Why Does Fretting Hand Smells Like Garlic?

Why Does Fretting Hand Smells Like Garlic?

You can’t be a cool guitarist if your fingers smell like Garlic. It seems weird to have said that but it indeed happened. Many have been complained by their audience that their fingers have the smell of garlic after stage performance. This problem is much severer in times of warm weather. But why does this happen?

As many of us know, some people have sweaty hands. Not only their palms and the back of their hands sweat a lot, but also their fingers. In fact, according to the research done by the University of Wollongong, no two sweat gland structures are alike. Some people are born with relatively larger and more sensitive sweat glands on their fingertips.

A combination of a wooden guitar, its strings and a sweaty hand produces the smell of garlic. When used with steel strings or coated strings, the odor will be even stronger. Even classical guitars with gut strings and silk strings can be stinky as well because sweat could be left behind on the fretboard or get into the wood.

So how can I get rid of this embarrassing moment?

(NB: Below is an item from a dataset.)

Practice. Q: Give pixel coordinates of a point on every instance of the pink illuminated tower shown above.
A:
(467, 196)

As suggested by Richard Robinson, an instrument repairman for 40 years at The House of Guitars, guitarists should rub the strings with a cloth and the fretboard with steel wool #0000. Needless to say, it’s also a must to clean your hands before you play.

Another technique to clean guitar strings, according to Robinson once again, would be never apply any household cleaners to the guitar strings. He added, “It’s unwise to use flax oil either because it could lead to an accumulation of viscosity. Don’t use lemon oil as well because the citrus can damage wood. Use the cleaners specially designed for guitar strings instead.”

All in all, everyday maintenance and clean your hands before you play will be the best method to get garlic smell off.